There was a thread going round on Facebook a while back discussing the “fact” that FedEx had more bandwidth for dealing with big data than the internet itself had. OK — it sounds strange, but if all of FedEx’s vehicles were stuffed to the max with disks full of data, it could move more data in one day than the internet can manage. On top of this, because storage densities are increasing faster than the capabilities of the internet, it didn’t look like FedEx was going to lose this (theoretical) crown any time soon.
All very interesting — apart from the latency, of course. Even if FedEx can do same-day delivery of the disks from London, UK to Christchurch, New Zealand or from San Francisco, USA to Johannesburg, South Africa, the latency of the data delivery (24 hours, or around 86 million milliseconds) does tend to mess up the chances of using FedEx for transactional work.
But, there is a point to all this (honest, there is).
Many organizations are looking at moving data to the cloud — either for functional reasons (that’s where the app is going to be) or for information availability reasons (it’s where the archive/backup is going to be).

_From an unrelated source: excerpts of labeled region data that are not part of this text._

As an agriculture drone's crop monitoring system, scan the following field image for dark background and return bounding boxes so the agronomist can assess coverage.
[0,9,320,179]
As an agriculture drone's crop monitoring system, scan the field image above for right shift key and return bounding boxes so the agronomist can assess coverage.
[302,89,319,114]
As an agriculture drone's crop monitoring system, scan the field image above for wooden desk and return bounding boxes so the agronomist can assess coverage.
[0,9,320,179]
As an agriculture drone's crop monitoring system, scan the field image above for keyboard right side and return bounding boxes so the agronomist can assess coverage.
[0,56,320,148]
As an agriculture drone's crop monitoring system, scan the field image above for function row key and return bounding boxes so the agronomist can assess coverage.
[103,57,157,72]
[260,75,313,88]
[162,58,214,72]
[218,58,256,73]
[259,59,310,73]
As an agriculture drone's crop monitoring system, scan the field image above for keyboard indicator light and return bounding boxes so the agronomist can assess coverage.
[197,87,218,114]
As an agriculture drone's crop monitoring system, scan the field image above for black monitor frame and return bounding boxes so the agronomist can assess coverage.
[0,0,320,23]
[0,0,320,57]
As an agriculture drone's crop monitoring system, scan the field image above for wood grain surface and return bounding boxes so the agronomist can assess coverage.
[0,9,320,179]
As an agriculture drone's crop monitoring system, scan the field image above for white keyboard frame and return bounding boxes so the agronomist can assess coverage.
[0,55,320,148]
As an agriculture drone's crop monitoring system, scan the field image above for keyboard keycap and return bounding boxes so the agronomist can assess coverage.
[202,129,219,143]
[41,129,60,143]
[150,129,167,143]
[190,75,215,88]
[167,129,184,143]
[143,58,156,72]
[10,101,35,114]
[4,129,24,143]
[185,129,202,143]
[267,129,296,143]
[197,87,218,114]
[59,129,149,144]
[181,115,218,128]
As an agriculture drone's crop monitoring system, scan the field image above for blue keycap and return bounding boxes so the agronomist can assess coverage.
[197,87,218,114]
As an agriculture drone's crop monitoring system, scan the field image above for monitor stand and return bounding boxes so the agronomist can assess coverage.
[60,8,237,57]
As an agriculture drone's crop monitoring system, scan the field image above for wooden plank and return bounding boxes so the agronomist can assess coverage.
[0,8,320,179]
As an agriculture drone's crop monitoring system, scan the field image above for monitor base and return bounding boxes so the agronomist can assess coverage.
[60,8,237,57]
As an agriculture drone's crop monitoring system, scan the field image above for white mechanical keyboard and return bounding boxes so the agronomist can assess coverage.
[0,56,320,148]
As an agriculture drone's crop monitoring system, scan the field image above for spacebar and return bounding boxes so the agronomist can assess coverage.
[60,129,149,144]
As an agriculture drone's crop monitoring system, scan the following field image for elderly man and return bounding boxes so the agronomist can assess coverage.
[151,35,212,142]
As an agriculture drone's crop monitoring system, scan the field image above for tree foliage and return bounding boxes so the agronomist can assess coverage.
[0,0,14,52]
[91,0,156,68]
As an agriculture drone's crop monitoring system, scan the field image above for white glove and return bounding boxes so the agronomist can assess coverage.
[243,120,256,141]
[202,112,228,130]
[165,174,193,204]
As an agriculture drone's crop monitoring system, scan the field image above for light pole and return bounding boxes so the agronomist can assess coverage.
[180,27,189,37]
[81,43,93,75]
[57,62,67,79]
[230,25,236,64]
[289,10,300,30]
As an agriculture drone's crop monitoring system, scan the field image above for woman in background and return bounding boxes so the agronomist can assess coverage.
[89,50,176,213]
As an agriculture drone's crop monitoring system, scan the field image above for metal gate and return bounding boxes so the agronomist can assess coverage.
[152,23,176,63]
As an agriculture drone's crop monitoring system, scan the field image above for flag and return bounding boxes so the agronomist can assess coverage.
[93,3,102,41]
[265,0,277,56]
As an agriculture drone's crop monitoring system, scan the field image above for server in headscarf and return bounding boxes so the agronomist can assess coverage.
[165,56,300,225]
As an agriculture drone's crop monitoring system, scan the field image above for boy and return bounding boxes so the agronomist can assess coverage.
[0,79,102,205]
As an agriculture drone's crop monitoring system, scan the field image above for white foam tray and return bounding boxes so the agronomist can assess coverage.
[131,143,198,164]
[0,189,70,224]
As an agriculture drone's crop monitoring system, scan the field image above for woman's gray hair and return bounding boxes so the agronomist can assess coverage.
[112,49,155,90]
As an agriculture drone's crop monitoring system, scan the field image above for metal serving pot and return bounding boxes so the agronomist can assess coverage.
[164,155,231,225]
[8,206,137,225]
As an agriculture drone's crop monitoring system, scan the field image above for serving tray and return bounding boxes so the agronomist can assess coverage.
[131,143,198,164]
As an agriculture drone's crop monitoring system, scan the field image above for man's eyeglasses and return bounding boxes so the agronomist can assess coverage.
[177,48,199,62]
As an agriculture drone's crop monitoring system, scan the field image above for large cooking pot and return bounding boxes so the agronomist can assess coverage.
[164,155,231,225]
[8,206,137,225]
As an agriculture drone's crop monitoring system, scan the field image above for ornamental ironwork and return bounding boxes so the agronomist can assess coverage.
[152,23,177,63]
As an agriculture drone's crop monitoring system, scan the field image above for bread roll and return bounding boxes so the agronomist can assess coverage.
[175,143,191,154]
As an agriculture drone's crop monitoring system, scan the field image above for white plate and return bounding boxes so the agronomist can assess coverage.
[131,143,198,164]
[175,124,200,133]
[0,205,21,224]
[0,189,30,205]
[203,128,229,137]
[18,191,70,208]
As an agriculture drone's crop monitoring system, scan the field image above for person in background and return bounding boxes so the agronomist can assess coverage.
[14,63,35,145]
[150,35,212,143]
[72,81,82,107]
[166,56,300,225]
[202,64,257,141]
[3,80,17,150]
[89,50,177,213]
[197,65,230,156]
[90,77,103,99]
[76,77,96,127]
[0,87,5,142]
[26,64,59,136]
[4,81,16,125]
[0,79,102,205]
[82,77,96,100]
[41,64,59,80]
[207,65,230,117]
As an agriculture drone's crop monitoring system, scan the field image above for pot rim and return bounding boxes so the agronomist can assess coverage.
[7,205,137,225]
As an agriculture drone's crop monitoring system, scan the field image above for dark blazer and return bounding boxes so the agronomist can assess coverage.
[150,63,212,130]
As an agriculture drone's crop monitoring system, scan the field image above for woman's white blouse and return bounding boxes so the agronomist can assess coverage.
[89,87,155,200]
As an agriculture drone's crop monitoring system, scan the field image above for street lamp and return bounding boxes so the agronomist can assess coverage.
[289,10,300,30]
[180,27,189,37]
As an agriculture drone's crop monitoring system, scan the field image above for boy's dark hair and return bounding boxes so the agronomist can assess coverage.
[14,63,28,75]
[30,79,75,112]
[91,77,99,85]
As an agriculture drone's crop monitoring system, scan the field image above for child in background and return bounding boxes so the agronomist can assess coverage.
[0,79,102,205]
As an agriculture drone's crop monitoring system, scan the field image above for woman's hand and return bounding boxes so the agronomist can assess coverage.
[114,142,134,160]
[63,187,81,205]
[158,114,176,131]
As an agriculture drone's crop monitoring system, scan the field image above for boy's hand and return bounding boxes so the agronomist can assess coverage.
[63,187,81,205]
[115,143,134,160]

If the data volume is relatively small, then no problem; a simple movement of the data across the internet will generally be OK. But what happens when your data volume is tens of Terabytes? A few Petabytes? Set off a backup and hope that by the time it has finished transferring across, the next synchronization of changed data isn’t so big that all that happens is a continuous spiral of trying to get the data up to date?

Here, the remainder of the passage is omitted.